Trained as a landscape architect, Rosamira first encountered
cotton-top tamarins while designing their exhibit at the Barranquilla
Zoo. That experience sparked her connection to the species and
introduced her to the work of Proyecto Tití. After years of
collaboration through the Zoo, she formally joined the organization in
2003, convinced that protecting this species was a mission worth
dedicating her life to.
As Executive Director, Rosamira oversees strategic planning,
fundraising, donor relations, and program implementation, while ensuring
that local communities remain central to every initiative. Under her
leadership, Proyecto Tití has achieved major conservation milestones:
halting the construction of an airport that would have destroyed
critical forest, expanding the Proyecto Tití Nature Reserve from 70
hectares to over 900, and building a workforce where most staff come
directly from rural communities. She has championed programs that
combine education, habitat restoration, and sustainable livelihoods,
ensuring conservation success is shared by both people and wildlife.
Her vision of conservation is rooted in reciprocity. She believes
that success comes when communities are genuine partners, contributing
their knowledge and traditions while also benefiting from restored
forests, sustainable jobs, and cultural pride. This philosophy has led
to strong alliances with local farmers, artisans, and educators, many of
whom are now active protectors of tamarins and their forests.
Rosamira has also led the organization through difficult times with
creativity and resilience. During the COVID-19 pandemic, when in-person
gatherings were impossible, her team launched traveling puppet shows
that reached children and families with the message of conservation in
new and engaging ways. She sees these adaptations as proof that when
communities are at the center, conservation efforts can withstand even
the toughest challenges.
After more than twenty years, Rosamira treasures both landmark
achievements and everyday victories. She recalls with pride the
expansion of Proyecto Tití’s Nature Reserve, where restored forests now
shelter tamarins, howler monkeys, and spider monkeys. Equally meaningful
are personal stories of transformation: a father whose job at Proyecto
Tití enabled his daughter to graduate from university, or artisans whose
earnings have provided education and stability for their families. For
her, these stories show that saving a species also means changing lives.

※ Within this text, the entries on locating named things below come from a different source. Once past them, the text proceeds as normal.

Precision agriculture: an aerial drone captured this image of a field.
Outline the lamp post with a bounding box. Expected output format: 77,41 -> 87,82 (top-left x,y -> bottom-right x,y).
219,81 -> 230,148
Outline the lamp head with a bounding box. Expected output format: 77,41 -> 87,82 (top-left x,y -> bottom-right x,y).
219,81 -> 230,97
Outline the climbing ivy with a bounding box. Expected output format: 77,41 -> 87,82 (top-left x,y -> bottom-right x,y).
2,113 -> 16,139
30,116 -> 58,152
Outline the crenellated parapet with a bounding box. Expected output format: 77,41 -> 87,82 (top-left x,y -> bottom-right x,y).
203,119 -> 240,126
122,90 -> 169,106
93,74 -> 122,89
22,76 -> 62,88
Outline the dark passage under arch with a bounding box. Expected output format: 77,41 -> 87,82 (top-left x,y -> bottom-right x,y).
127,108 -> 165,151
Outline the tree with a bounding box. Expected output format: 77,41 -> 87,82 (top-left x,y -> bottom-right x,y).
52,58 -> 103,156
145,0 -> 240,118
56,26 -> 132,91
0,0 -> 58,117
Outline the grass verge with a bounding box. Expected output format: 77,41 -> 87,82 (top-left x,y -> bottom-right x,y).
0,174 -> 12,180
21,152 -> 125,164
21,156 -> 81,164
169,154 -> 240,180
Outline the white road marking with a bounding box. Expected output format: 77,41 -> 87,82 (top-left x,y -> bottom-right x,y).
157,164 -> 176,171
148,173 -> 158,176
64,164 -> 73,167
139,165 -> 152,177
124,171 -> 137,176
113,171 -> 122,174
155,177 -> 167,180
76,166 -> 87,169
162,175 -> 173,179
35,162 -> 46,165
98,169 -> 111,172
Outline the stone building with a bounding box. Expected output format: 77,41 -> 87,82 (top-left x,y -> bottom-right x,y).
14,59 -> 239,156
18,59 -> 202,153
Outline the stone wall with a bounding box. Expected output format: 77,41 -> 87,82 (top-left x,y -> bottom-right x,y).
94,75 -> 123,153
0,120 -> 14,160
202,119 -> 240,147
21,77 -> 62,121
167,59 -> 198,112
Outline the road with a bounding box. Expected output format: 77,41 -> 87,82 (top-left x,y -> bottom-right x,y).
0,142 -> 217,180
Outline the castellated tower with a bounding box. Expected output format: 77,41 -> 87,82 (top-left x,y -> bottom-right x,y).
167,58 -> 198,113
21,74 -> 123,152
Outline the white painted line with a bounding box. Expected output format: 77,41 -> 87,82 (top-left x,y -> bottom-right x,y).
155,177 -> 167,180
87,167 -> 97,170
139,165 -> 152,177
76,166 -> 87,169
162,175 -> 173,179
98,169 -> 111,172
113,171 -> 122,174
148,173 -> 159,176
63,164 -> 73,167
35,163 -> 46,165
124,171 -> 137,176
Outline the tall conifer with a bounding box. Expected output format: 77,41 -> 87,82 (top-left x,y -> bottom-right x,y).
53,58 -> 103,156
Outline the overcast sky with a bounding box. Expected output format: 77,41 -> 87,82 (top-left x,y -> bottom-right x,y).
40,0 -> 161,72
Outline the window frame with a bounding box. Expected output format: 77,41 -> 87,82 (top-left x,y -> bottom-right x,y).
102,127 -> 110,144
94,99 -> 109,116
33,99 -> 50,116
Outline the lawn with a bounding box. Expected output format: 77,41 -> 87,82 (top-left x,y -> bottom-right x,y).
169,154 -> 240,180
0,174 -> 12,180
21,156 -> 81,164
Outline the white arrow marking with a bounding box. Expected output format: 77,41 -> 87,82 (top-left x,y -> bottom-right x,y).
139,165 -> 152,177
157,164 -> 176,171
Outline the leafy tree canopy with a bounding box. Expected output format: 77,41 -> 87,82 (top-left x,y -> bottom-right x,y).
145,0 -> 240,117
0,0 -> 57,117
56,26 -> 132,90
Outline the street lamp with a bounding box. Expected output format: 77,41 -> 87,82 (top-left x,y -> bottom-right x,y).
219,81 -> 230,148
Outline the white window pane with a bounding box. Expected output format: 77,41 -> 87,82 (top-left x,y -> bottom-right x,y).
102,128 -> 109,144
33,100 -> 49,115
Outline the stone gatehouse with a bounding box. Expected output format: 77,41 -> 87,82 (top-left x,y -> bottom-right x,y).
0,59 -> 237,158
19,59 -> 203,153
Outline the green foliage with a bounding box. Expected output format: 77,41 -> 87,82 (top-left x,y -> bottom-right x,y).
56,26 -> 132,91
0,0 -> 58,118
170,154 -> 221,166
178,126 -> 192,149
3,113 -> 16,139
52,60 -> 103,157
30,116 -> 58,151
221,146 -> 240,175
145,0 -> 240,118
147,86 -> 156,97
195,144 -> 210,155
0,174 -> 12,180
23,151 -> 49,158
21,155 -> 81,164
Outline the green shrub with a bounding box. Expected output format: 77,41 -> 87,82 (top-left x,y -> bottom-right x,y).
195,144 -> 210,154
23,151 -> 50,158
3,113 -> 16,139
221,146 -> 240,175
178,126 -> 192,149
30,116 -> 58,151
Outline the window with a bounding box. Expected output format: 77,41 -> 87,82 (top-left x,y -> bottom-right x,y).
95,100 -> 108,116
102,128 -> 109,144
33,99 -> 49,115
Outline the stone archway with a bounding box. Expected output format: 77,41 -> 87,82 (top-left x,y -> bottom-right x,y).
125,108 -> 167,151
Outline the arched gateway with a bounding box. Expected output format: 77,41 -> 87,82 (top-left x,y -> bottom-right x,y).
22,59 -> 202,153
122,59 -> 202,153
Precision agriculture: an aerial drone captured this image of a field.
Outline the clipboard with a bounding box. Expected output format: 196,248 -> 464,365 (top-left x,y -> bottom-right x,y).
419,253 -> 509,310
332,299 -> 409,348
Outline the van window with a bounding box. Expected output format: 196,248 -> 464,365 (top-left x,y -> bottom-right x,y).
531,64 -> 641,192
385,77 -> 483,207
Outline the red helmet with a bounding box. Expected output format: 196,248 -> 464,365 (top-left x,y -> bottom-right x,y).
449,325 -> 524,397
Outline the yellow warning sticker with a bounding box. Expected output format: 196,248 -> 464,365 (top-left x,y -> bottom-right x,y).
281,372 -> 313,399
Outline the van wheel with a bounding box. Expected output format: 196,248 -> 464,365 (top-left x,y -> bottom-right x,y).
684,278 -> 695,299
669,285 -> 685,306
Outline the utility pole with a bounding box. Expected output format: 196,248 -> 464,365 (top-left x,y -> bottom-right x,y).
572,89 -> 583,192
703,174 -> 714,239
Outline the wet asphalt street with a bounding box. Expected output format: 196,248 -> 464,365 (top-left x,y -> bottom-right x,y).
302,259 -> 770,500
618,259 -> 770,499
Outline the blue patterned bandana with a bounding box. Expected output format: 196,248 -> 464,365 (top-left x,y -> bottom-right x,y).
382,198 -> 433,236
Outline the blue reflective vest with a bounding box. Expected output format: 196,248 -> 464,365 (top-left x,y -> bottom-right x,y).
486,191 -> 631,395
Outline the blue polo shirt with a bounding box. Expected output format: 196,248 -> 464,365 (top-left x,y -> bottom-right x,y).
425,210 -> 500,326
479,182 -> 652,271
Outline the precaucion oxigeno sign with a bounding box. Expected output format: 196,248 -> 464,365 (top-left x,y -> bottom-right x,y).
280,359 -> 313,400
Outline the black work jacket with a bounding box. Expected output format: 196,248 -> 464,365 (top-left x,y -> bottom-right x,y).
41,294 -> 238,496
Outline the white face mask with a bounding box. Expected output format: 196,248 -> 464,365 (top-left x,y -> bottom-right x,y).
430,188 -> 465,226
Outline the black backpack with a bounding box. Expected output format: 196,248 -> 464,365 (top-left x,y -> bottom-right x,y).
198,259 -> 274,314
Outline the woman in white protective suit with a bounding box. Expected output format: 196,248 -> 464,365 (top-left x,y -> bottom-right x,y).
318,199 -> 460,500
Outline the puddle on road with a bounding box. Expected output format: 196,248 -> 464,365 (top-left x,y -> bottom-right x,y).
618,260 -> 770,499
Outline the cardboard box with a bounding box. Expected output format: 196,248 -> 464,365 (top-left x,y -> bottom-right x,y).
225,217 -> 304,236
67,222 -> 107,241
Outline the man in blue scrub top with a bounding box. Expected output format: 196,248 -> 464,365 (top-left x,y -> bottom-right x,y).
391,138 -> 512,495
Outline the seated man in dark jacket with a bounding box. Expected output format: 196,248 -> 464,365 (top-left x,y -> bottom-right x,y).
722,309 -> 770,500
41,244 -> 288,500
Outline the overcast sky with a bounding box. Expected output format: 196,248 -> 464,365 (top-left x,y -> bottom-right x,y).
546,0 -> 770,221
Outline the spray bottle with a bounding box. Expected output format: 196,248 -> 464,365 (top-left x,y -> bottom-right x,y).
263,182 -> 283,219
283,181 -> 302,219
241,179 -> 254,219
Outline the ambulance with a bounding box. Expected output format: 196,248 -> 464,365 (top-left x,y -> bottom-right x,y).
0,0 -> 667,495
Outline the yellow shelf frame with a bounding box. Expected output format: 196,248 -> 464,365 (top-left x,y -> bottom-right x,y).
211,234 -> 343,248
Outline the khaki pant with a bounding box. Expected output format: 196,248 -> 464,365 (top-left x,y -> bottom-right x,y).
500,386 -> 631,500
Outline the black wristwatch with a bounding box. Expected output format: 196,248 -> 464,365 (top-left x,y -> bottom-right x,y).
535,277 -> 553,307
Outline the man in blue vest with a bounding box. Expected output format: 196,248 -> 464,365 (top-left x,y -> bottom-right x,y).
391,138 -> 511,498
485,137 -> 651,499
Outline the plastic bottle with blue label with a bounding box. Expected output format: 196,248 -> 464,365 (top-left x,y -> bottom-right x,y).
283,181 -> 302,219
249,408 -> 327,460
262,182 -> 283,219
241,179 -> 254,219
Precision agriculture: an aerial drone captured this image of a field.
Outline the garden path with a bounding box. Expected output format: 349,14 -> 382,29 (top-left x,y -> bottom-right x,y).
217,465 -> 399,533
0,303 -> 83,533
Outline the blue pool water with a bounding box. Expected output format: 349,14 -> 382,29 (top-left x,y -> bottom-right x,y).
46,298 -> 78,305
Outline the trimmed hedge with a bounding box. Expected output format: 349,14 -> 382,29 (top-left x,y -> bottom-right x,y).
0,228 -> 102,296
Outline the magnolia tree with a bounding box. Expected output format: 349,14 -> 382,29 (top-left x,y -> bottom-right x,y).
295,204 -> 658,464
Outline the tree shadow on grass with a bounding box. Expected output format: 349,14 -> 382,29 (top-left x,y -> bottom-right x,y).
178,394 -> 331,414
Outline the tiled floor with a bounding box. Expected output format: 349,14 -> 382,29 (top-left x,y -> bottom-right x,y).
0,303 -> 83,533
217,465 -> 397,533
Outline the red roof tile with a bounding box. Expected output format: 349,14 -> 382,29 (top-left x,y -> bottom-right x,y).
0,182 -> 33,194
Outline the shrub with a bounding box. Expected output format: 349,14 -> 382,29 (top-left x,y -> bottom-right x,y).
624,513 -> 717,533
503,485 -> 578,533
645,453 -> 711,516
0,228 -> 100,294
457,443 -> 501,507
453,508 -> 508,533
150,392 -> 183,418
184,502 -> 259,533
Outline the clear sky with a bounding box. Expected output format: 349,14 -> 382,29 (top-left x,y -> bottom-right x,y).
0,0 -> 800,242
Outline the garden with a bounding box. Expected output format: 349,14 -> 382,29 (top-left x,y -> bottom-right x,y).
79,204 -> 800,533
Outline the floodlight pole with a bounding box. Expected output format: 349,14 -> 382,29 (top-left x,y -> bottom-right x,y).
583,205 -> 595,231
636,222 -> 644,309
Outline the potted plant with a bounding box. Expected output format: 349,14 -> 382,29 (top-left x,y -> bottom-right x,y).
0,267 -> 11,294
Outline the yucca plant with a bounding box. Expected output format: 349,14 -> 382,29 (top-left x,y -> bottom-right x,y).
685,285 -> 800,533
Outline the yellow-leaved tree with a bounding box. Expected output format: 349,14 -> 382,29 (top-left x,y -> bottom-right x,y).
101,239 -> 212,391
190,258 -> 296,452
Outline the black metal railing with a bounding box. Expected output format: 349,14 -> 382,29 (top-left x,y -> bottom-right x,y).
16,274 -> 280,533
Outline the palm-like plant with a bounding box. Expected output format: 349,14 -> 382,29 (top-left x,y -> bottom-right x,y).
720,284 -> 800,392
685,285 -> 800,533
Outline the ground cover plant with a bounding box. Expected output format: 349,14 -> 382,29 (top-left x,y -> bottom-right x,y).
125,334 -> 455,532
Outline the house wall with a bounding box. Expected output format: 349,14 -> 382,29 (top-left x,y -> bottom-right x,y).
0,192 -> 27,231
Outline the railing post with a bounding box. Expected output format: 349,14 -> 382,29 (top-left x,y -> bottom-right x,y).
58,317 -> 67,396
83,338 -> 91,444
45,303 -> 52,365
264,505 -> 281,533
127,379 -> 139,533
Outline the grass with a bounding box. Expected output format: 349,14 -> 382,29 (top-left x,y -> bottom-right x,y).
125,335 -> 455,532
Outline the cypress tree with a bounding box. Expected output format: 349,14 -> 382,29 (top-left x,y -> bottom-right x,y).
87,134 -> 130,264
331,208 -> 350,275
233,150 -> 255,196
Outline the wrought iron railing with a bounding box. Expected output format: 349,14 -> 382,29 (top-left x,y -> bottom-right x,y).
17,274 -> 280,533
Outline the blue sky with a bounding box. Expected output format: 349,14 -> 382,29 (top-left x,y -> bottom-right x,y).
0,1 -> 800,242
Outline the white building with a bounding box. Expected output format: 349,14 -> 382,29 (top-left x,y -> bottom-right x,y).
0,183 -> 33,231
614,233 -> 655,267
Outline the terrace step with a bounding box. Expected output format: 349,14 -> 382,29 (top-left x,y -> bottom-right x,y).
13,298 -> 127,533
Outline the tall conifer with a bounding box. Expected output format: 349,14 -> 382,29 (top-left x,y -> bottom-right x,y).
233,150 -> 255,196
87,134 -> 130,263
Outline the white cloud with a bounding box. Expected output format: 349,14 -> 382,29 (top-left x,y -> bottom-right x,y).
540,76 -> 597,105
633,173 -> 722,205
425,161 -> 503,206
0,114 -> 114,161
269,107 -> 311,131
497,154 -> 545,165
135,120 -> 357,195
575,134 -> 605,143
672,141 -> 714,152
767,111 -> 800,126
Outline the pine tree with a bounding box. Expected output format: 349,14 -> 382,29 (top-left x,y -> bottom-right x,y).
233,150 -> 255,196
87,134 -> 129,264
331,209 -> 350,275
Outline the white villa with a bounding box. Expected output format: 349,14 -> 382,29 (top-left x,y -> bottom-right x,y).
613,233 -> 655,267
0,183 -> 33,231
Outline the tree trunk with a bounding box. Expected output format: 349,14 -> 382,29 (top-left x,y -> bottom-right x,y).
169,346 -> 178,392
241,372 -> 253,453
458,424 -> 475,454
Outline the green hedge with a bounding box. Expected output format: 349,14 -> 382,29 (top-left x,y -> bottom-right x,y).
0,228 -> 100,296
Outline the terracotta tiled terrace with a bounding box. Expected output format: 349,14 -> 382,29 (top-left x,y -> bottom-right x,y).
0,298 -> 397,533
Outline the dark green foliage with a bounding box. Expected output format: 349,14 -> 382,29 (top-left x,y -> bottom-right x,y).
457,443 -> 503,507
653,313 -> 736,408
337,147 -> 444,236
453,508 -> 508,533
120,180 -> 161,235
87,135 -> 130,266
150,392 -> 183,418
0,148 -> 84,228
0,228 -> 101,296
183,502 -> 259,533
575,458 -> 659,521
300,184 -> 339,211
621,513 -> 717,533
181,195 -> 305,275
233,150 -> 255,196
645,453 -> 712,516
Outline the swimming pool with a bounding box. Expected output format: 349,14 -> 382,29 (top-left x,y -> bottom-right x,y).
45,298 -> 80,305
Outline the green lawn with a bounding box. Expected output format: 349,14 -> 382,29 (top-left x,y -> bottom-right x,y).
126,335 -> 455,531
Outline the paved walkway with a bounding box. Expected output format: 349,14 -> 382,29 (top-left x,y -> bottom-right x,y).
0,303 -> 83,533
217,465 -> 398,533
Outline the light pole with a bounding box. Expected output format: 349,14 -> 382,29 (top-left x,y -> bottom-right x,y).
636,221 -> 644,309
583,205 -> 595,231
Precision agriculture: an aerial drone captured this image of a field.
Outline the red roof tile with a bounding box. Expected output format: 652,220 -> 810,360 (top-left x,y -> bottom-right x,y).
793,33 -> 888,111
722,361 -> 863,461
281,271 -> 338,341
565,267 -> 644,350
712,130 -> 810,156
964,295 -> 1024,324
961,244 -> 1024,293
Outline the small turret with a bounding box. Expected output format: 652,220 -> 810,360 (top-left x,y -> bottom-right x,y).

Her leadership style is built on example, humility, and authenticity.
She believes that leaders must live the values of their organizations,
and that trust is earned through consistency and respect. Over the
years, she has worked closely with Proyecto Tití’s co-founder, Dr. Anne
Savage, building a partnership that combines international expertise
with local perspective, and ensuring that the organization remains
rooted in both scientific rigor and cultural relevance.
Looking ahead, Rosamira envisions a Colombia where cotton-top
tamarins live freely in connected forests, where illegal trafficking no
longer threatens them, and where rural communities prosper alongside the
forests they protect. She hopes to be remembered as someone who
dedicated her life to ensuring that tamarins and the forests of the
Caribbean region endure for generations to come.